Canadian cruise line operator Cuba Cruise recently announced that American travelers will be booking tours of Cuba. Now that you can (legally) travel around the island by land, sea, and air, you need to know how to do it right. To avoid any mishaps with regulations, it’s best to connect with a travel agency such as Insight Cuba. The New York-based agency has made Cuban travel for U.S. citizens possible since 2000. Kara Cragin, a Cuba group tour specialist at Insight Cuba since 2003, spoke with us about what needs to be on your Cuban to-do list, how to make sure you get your fix of Cuban cigars, and what you need to know about traveling to a once-forbidden island.

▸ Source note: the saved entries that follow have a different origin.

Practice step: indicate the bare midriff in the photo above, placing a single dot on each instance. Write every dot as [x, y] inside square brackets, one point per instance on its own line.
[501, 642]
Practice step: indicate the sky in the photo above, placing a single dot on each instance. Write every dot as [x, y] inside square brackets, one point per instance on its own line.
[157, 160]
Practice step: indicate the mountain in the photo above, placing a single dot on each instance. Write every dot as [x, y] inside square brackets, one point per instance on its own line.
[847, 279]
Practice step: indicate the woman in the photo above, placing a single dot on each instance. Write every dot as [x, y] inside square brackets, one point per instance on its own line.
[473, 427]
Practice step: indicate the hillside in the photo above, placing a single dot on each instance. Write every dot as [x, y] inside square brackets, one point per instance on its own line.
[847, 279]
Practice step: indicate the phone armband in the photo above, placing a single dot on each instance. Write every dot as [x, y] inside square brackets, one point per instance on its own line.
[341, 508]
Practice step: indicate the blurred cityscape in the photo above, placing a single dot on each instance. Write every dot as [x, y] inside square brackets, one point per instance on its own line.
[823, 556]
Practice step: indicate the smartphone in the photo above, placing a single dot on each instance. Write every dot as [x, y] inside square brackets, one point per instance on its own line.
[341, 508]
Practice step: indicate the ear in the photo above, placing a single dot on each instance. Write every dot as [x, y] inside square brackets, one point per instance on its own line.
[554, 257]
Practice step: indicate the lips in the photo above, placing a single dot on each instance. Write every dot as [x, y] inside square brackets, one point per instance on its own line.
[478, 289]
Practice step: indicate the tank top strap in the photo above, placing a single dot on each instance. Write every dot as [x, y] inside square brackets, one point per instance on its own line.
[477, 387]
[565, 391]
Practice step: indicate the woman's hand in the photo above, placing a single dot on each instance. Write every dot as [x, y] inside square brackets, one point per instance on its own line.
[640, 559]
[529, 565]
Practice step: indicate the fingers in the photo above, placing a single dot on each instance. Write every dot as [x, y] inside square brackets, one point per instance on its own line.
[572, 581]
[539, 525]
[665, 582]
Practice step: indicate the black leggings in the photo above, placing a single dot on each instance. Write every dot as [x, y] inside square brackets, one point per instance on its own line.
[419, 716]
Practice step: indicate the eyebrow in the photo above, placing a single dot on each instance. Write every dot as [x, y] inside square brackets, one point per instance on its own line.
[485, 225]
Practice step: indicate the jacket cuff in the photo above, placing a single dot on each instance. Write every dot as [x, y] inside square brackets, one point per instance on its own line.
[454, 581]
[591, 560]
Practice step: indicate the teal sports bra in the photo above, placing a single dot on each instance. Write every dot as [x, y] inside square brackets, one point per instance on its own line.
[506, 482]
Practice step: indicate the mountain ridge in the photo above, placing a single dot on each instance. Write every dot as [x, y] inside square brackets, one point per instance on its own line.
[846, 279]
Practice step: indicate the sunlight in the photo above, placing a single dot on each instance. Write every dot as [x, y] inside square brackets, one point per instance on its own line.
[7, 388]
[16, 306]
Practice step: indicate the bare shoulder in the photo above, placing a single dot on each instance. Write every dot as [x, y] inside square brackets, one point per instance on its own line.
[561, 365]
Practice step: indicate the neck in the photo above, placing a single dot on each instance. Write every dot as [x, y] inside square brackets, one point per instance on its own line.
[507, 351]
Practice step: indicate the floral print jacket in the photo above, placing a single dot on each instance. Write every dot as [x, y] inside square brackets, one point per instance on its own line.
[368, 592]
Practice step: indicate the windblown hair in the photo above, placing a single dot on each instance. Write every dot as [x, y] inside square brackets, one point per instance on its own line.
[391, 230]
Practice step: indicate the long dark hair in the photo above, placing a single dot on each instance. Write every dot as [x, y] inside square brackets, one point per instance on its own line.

What is the biggest mistake people make while booking a trip to Cuba?
People automatically assume Cuba is going to be inexpensive. Most things in the service industry are imported and prices for U.S. travelers are generally more expensive. There are bargains in Cuba but you need to know where to look. Also, do your research and choose a U.S. company that is experienced in Cuba. Traveling to the island is unlike traveling to most destinations and an experienced Cuba tour operator pays off dividends.

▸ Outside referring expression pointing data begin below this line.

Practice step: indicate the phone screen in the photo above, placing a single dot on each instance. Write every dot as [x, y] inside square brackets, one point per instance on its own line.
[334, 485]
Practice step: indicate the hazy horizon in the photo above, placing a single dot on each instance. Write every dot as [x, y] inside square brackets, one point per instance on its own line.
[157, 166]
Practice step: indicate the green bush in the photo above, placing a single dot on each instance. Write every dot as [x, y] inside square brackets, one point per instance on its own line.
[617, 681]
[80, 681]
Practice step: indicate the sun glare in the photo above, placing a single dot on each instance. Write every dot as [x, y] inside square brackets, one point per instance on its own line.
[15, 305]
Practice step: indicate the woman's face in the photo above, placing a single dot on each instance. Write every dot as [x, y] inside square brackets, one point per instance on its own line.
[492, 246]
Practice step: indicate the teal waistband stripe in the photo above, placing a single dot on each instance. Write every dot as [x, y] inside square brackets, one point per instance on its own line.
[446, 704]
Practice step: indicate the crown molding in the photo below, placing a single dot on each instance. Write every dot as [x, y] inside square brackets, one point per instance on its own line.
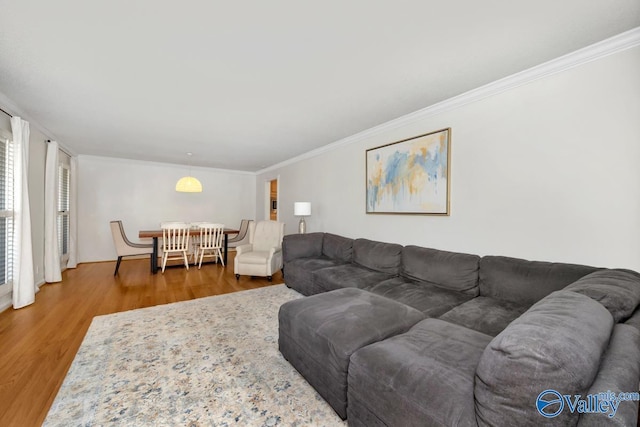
[121, 160]
[11, 108]
[610, 46]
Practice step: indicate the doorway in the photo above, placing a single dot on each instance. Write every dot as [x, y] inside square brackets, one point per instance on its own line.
[273, 200]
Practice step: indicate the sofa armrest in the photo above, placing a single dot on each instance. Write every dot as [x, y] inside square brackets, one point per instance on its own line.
[274, 251]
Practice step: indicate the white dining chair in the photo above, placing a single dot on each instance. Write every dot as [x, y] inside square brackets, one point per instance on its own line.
[195, 240]
[175, 240]
[211, 242]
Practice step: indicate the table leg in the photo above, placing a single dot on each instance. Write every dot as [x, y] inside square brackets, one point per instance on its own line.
[154, 256]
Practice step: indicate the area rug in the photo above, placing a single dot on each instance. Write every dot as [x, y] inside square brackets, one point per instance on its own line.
[207, 362]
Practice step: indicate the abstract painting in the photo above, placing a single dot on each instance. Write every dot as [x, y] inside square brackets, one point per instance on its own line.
[410, 176]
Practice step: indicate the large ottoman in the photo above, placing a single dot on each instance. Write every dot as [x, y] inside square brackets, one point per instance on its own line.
[318, 334]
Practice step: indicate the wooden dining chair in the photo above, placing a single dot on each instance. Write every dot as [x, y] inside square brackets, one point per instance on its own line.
[211, 242]
[175, 240]
[124, 247]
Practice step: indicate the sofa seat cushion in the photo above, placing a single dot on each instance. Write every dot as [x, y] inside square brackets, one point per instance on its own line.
[318, 334]
[452, 270]
[347, 276]
[487, 315]
[617, 290]
[424, 377]
[298, 273]
[337, 247]
[430, 299]
[302, 246]
[556, 345]
[526, 282]
[378, 256]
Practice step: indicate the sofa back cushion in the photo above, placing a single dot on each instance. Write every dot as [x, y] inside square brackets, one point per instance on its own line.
[302, 246]
[378, 256]
[526, 282]
[555, 345]
[337, 247]
[617, 290]
[450, 270]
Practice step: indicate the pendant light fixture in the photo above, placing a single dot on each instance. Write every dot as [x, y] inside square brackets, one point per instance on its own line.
[189, 184]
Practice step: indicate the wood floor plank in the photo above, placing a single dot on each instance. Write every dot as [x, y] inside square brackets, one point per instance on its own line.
[38, 342]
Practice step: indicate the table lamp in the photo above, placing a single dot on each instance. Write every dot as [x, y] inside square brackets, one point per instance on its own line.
[302, 209]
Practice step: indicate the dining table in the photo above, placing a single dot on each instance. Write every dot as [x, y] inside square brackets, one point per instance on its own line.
[155, 234]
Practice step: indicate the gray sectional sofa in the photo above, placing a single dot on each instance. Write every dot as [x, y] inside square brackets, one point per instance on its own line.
[393, 335]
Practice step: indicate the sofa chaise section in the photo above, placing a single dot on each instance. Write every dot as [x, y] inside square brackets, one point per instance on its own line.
[424, 377]
[318, 334]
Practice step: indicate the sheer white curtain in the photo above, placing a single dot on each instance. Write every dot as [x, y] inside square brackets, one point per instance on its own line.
[51, 253]
[73, 218]
[24, 286]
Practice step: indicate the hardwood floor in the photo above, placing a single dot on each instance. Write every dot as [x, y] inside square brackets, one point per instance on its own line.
[38, 343]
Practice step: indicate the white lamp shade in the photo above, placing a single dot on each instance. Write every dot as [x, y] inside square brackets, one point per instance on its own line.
[302, 208]
[189, 184]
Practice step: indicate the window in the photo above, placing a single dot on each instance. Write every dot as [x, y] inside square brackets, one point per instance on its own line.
[63, 212]
[6, 211]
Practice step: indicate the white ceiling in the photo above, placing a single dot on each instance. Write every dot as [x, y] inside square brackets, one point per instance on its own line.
[247, 84]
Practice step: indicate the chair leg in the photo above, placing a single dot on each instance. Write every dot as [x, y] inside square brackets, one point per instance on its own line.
[117, 265]
[201, 256]
[164, 260]
[186, 259]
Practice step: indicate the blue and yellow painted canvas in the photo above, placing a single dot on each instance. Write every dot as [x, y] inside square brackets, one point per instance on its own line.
[410, 176]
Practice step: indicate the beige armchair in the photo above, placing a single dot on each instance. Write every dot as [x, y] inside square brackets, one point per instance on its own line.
[263, 255]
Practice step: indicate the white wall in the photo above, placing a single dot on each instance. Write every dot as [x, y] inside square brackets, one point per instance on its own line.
[545, 171]
[142, 194]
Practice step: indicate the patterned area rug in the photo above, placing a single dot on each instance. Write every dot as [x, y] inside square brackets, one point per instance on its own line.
[212, 362]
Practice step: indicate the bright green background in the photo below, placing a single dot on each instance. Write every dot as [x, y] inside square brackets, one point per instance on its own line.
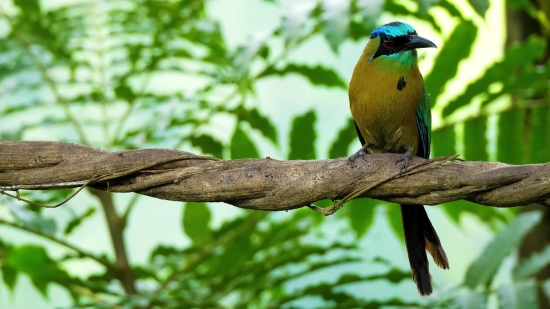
[304, 99]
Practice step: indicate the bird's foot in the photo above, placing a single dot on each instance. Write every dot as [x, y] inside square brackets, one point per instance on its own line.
[360, 153]
[406, 159]
[326, 211]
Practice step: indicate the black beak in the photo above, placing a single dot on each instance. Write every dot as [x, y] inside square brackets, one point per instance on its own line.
[416, 41]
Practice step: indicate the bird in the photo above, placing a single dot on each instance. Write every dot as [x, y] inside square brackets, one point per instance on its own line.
[390, 107]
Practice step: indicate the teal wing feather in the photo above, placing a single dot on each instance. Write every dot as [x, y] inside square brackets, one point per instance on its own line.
[424, 123]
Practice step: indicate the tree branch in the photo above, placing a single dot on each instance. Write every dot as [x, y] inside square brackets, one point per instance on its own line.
[123, 271]
[267, 184]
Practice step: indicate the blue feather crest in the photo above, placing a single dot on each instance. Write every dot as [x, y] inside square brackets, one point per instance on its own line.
[393, 29]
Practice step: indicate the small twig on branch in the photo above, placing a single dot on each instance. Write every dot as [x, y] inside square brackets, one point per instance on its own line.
[268, 184]
[327, 211]
[18, 197]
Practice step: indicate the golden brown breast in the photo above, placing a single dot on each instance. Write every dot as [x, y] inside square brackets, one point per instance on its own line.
[386, 116]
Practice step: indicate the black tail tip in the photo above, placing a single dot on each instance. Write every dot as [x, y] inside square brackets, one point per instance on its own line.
[423, 282]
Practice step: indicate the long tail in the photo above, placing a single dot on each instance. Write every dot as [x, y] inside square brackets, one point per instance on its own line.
[420, 236]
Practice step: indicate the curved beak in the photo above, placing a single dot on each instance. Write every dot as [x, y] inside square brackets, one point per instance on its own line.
[416, 41]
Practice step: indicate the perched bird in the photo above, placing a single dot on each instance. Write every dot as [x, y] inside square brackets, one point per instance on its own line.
[391, 110]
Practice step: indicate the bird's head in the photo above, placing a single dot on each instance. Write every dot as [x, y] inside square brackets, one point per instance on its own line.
[396, 43]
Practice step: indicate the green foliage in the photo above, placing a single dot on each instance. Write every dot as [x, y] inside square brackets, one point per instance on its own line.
[345, 137]
[521, 294]
[317, 75]
[195, 223]
[531, 266]
[302, 137]
[34, 262]
[78, 220]
[86, 73]
[242, 146]
[484, 268]
[360, 214]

What is the number one thing people need to plan for when traveling?
Since U.S. credit and debit cards don’t currently work in Cuba, it’s important to plan to bring sufficient cash with you. People-to-people tours cover many expenses but if you like artwork, cigars, and nights out, you’d be surprised how quickly you can spend money.
When you are booking a trip to Cuba, what are the most important things to consider?

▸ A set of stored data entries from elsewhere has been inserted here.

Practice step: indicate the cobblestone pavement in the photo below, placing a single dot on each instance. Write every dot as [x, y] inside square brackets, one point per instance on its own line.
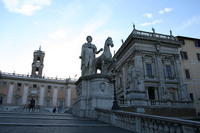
[52, 123]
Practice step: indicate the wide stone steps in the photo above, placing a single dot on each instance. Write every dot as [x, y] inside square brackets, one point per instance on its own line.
[25, 122]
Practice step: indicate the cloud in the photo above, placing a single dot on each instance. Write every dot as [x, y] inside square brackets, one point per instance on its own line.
[25, 7]
[58, 34]
[148, 15]
[165, 10]
[191, 21]
[151, 23]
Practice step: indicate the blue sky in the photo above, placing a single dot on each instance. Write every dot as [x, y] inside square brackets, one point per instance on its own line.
[61, 26]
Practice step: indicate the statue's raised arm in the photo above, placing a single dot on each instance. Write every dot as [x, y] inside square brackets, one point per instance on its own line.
[88, 62]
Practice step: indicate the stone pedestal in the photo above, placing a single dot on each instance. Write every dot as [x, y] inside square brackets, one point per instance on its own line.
[94, 91]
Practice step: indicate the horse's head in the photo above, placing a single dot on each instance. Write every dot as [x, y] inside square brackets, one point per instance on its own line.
[109, 42]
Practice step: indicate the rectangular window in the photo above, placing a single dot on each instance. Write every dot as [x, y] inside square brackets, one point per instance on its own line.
[182, 41]
[184, 55]
[197, 43]
[19, 84]
[149, 70]
[198, 56]
[191, 96]
[169, 72]
[187, 73]
[34, 86]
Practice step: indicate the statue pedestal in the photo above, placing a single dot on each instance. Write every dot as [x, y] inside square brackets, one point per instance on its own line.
[94, 91]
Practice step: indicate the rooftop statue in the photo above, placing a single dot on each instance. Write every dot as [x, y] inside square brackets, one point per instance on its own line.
[88, 53]
[103, 61]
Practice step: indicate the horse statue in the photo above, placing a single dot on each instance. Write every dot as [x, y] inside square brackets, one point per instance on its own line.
[105, 58]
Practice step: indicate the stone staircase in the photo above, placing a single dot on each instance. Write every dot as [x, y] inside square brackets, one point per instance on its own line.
[38, 122]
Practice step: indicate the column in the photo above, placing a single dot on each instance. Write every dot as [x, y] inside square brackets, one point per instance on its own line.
[161, 76]
[42, 92]
[139, 71]
[55, 96]
[69, 96]
[25, 94]
[182, 90]
[10, 93]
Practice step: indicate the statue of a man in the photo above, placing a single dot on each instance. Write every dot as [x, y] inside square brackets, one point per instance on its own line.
[88, 52]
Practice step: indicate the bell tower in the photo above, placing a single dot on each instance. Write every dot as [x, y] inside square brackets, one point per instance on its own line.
[37, 65]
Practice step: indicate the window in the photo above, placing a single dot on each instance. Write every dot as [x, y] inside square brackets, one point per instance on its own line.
[198, 56]
[151, 93]
[182, 41]
[197, 43]
[149, 70]
[38, 58]
[34, 86]
[49, 88]
[19, 84]
[184, 55]
[187, 74]
[168, 72]
[191, 96]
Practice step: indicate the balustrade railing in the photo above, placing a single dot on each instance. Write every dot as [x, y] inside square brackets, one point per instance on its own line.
[154, 35]
[30, 77]
[143, 123]
[160, 103]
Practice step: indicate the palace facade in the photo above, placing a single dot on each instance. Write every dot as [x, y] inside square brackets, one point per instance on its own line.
[17, 90]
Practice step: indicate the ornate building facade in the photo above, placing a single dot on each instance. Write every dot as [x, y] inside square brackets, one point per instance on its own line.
[17, 90]
[148, 72]
[190, 64]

Bring flexibility and patience. Cuba is a developed society but it does things in its own way. It’s part of the charm and beauty of the country and its people. Also, when you are speaking with an agent or tour operator, you should feel as though they know what they are talking about. Working with someone experienced in Cuba is important so you know what to expect and how to maximize your experiences.
What’s it really like to be in a country that was once illegal to travel to?
The first time I stepped out of the airport into Havana, I felt like I was walking into a movie. The old cars were zipping around and Cubans were hanging out in big circles as if they were all family. There were moments where I felt like I had stepped back into time and was in Paris or New Orleans, but then I’d see a Cuban walk by smoking a cigar and I’d remember where I was. If I had to describe Cuba in one word, I’d use the word nostalgic.
What's your top piece of advice for travelers?
Don’t be shy. Cubans are warm and welcoming. Engage with people you meet.